Change will take more than just protests, one organizer says. Here’s what people on the ground are saying.

Police officers arrest protesters for breaking the curfew as they continued to protest demanding an end to police brutality and racial injustice over the death of George Floyd in New York City on June 4.
Police officers arrest protesters for breaking the curfew as they continued to protest demanding an end to police brutality and racial injustice over the death of George Floyd in New York City on June 4. Tayfun Coskun/Anadolu Agency/Getty Images

The looting that occurred across New York City, prompting a curfew to be put in place, was an “intelligence failure” on behalf of the New York Police Department, said John Miller, deputy commissioner of intelligence and counter-terrorism, during a briefing.

If a couple of hundred people knew to be in a certain place at a certain time for criminal activity and we didn’t detect that, that’s on me,” Miller said.
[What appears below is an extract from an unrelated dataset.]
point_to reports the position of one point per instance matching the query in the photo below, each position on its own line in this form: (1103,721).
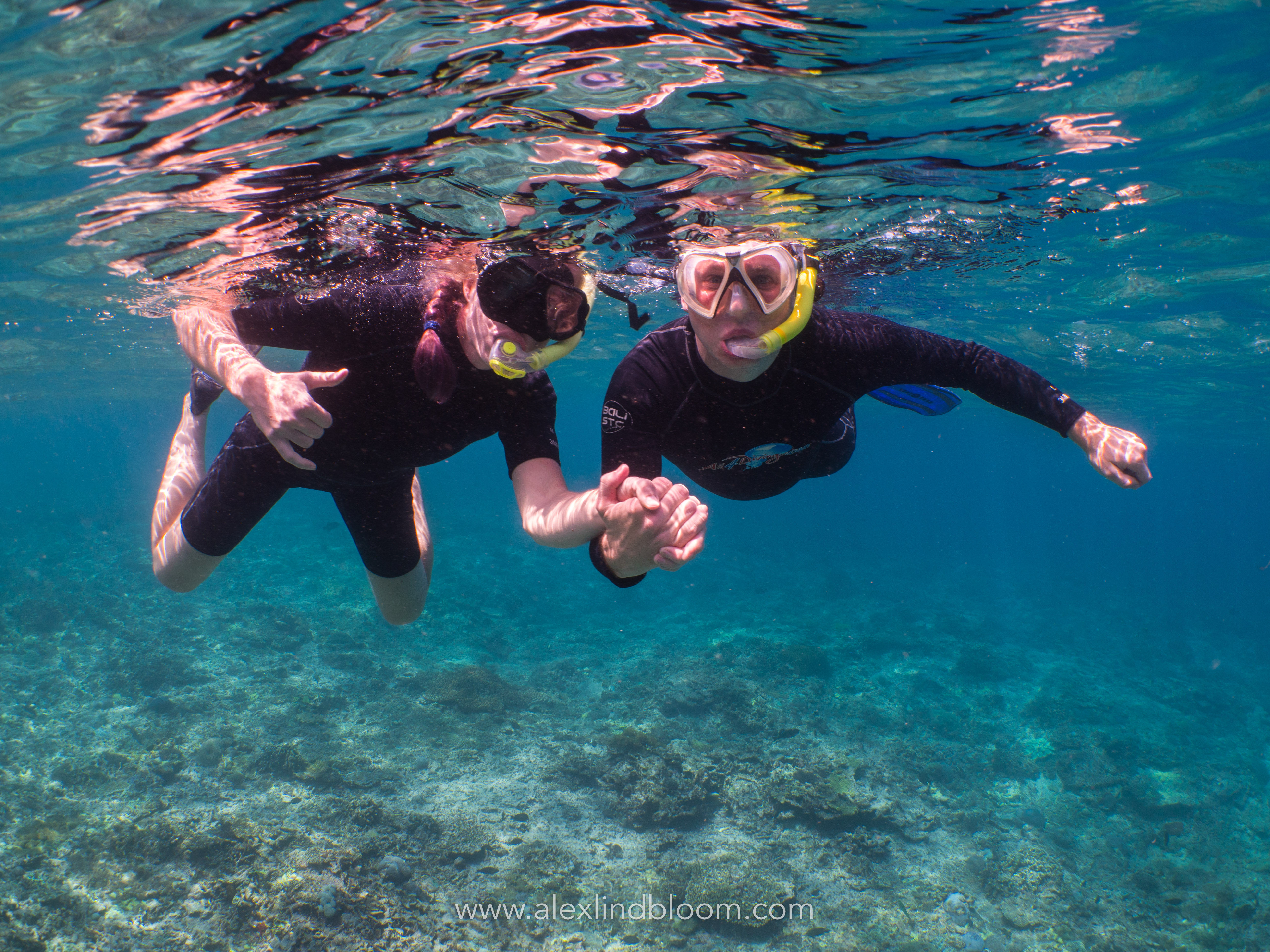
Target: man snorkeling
(754,389)
(403,371)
Officials have gone back through social media accounts they monitor for illegal activity and haven’t such a post or calls for looting, according to Miller.
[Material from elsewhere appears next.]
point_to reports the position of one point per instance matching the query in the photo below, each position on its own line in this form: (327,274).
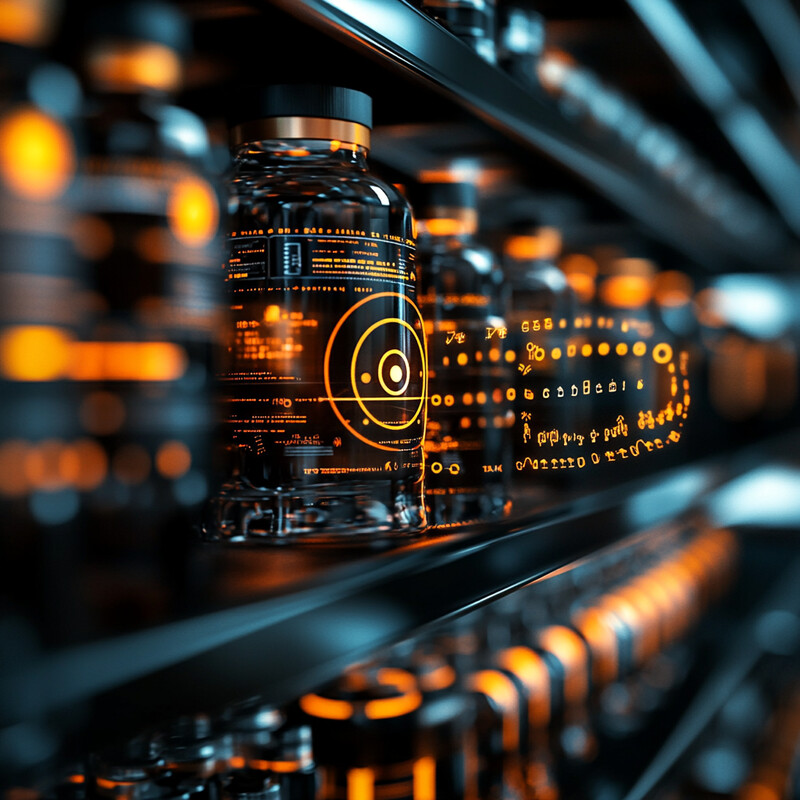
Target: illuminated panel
(326,379)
“So there’s a question in intelligence gathering, if you will, as to was that done through word of mouth? Is there a social media piece that we missed? Was it done on direct messages between individuals that became a game of telephone and expanded, but that only goes for the first night in Soho. When it started we responded and kept responding and responding,” Miller said.

Miller went on to say that looting was a feature of this protesting they weren’t anticipating and normally isn’t seen during these kinds of movements.

 “We believe it was an opportunist action by regular criminal groups who decided to exploit this. And we hear that increasingly from the groups that are marching that they have nothing to do with that and are trying to disassociate themselves,” Miller said.